Thread: High load average with PostgreSQL 7.4.2 on debian/ibm eserver.

High load average with PostgreSQL 7.4.2 on debian/ibm eserver.

From
eleven@ludojad.itpp.pl
Date:
Hello,

I'm using PostgreSQL 7.4.2 (package from backports.org)
on a Debian (woody) box. The machine is IBM eServer 345
with two 2.8 Xeon CPUs, it has 1024MB of RAM and
two 15k RPM SCSI disks running in hardware RAID1, which
is provided by the onboard LSI Logic controller (LSI53C1030).

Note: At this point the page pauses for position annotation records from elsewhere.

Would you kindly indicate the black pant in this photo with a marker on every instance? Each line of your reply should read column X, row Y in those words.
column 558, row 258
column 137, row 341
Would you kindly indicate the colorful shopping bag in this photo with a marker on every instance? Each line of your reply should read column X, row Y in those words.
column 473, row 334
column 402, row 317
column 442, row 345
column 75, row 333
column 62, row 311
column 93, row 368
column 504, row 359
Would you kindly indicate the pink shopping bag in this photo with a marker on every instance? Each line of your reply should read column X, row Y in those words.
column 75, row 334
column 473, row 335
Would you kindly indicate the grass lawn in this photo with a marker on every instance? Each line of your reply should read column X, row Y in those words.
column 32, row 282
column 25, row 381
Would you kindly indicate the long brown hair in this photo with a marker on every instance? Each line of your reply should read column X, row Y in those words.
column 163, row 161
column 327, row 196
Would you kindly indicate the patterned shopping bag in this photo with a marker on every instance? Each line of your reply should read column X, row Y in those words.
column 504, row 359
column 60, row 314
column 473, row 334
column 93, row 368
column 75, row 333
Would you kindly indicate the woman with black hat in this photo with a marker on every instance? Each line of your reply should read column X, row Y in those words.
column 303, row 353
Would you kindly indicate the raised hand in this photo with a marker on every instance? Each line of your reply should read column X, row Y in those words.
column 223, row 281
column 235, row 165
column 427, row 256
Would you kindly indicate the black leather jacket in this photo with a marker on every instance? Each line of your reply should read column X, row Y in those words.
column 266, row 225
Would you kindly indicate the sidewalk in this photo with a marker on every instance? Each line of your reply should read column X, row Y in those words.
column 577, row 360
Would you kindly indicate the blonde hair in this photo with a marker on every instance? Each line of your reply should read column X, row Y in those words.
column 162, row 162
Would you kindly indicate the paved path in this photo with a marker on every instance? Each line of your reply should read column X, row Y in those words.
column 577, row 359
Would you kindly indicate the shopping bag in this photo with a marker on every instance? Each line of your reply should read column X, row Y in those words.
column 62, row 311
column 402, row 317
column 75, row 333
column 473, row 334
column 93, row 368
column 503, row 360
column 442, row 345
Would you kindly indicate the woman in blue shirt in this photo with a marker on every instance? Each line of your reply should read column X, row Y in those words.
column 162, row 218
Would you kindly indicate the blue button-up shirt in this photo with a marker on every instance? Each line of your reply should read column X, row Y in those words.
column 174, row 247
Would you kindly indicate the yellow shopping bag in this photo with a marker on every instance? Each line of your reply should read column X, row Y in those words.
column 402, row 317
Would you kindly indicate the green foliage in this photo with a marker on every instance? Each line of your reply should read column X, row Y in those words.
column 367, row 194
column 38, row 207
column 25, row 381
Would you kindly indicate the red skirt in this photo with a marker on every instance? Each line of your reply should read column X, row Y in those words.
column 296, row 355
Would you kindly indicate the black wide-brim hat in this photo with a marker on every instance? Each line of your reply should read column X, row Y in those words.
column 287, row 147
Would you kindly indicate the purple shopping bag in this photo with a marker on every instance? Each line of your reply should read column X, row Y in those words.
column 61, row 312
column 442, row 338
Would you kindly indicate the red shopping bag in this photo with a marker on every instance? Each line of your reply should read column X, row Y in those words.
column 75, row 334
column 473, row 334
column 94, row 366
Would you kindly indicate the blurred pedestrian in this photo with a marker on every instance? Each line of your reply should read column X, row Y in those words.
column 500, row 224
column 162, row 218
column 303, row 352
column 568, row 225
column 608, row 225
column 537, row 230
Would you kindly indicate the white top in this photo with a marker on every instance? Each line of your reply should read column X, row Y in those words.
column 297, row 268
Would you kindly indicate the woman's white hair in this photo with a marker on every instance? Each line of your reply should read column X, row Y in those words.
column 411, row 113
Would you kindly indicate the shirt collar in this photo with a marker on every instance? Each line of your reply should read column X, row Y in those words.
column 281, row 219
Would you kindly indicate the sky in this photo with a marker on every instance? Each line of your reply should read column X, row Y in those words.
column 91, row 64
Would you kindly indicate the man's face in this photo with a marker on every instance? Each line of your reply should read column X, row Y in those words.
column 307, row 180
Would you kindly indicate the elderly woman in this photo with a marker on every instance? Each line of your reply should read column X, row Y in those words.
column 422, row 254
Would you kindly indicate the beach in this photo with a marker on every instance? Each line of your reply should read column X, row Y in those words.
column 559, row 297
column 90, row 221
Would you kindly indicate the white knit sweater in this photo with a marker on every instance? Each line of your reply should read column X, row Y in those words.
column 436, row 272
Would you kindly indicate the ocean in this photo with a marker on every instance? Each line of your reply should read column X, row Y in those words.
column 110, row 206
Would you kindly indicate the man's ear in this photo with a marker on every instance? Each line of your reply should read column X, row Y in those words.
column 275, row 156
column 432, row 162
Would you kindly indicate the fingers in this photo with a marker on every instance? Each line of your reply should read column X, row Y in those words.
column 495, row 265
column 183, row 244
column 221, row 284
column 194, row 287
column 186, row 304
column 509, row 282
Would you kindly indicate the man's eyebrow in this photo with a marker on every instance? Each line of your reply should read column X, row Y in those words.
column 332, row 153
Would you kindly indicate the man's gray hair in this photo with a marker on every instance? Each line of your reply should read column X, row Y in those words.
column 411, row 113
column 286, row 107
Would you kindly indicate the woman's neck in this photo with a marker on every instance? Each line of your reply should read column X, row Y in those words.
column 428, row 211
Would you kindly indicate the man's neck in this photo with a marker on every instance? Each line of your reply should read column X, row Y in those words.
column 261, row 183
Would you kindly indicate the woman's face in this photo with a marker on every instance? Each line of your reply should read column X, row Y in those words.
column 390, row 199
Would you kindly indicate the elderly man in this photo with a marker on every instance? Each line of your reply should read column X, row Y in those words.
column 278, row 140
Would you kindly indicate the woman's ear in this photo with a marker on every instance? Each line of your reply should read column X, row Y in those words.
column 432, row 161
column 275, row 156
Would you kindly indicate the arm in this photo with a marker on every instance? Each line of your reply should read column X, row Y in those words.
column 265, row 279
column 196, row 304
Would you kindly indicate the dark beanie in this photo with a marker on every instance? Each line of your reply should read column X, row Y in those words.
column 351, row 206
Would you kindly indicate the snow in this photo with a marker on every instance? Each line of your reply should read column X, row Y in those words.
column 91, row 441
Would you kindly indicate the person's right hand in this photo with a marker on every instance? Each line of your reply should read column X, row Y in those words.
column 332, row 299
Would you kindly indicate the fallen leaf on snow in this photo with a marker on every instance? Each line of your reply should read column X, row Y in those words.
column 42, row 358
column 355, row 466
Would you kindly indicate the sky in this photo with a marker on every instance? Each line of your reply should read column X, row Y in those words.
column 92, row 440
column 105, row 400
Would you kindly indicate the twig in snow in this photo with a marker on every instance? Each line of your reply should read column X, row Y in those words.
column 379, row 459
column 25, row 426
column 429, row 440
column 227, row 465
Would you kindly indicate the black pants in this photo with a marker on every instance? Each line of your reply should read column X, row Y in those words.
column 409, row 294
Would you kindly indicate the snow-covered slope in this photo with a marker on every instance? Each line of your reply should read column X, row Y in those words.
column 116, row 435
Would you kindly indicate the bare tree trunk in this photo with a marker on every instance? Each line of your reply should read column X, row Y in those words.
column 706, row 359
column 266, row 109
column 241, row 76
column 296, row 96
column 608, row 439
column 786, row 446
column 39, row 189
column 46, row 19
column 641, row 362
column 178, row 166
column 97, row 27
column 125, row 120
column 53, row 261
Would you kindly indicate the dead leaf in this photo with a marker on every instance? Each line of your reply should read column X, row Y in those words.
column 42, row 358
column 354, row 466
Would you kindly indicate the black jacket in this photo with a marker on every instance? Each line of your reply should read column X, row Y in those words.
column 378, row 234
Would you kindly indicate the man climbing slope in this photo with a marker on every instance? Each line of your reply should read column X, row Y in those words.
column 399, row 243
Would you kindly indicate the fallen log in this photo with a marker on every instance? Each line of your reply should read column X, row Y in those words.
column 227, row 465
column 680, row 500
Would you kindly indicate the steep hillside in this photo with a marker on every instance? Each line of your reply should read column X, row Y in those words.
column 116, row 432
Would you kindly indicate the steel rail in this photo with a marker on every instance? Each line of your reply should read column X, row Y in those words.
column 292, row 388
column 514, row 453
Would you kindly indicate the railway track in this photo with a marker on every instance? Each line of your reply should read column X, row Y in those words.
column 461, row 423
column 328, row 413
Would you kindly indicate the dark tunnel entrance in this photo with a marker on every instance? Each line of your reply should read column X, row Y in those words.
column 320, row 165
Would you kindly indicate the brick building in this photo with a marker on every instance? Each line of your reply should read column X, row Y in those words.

The database consists of two rather large tables
(currently about 15 million rows in one table
and about 5 million in the other one). Both tables
have 5 indexes (4 btree/1 hash).
Application running on the server INSERTs a lot of
stuff to the tables (which is not the target use of
the DB, it'll add data periodically, about
300 rows per 10 minutes). Queries (SELECTs) run perfectly
fine on the database, thanks to the indexes we have
here probably.

Performance issue, I'm experiencing here, is somewhat
weird - server gets high average load (from 5 up to 15,
8 on average). Standard performance monitoring
utilities (like top) show that CPUs are not loaded
(below 20%, often near zero).
With kernel 2.6.x which I was using earlier,
top showed very high "wa" values (which indicate I/O waiting, AFAIK).
I've googled some issues with 2.6 kernels and LSI Logic controllers
running RAID, so I've downgraded the kernel to 2.4.26.
The machine started to behave a bit better, but still high
load states look weird. Unfortunately, top with 2.4 kernels
does not show "wa" column, so I can't be sure if the load is
caused by waiting for disks, but high idle values and high average
load would suggest it. With kernel 2.6 swap was almost always 100% free,
with 2.4.26 Linux eats below 5 megabytes of swapspace.
PostgreSQL is running with shared_mem set to 48000,
sort_mem = 4096, fsync off.

Whole config is available here:
http://ludojad.itpp.pl/~eleven/pg-high-load.conf

I've also made some iostat report (using iostat 3 1000 as
suggested in one of the posts):
http://ludojad.itpp.pl/~eleven/iostat.log

Any solutions I should consider?
I'd be grateful getting some hints on this.

--
11.

On Tue, 29 Jun 2004 17:55:37 +0200, eleven@ludojad.itpp.pl
<eleven@ludojad.itpp.pl> wrote:

> Performance issue, I'm experiencing here, is somewhat
> weird - server gets high average load (from 5 up to 15,
> 8 on average). Standard performance monitoring
> utilities (like top) show that CPUs are not loaded
> (below 20%, often near zero).

So ... you never actually say what the performance issue you
experience is.  Having a high load average is not necessarily a
performance issue.

What is it that you want to fix?

Re: High load average with PostgreSQL 7.4.2 on debian/ibm

From
Bill Montgomery
Date:
eleven@ludojad.itpp.pl wrote:

> <>I'm using PostgreSQL 7.4.2 (package from backports.org)
> on a Debian (woody) box. The machine is IBM eServer 345
> with two 2.8 Xeon CPUs, it has 1024MB of RAM and
> two 15k RPM SCSI disks running in hardware RAID1, which
> is provided by the onboard LSI Logic controller (LSI53C1030).

<snip>

> <>With kernel 2.6.x which I was using earlier,
> top showed very high "wa" values (which indicate I/O waiting, AFAIK)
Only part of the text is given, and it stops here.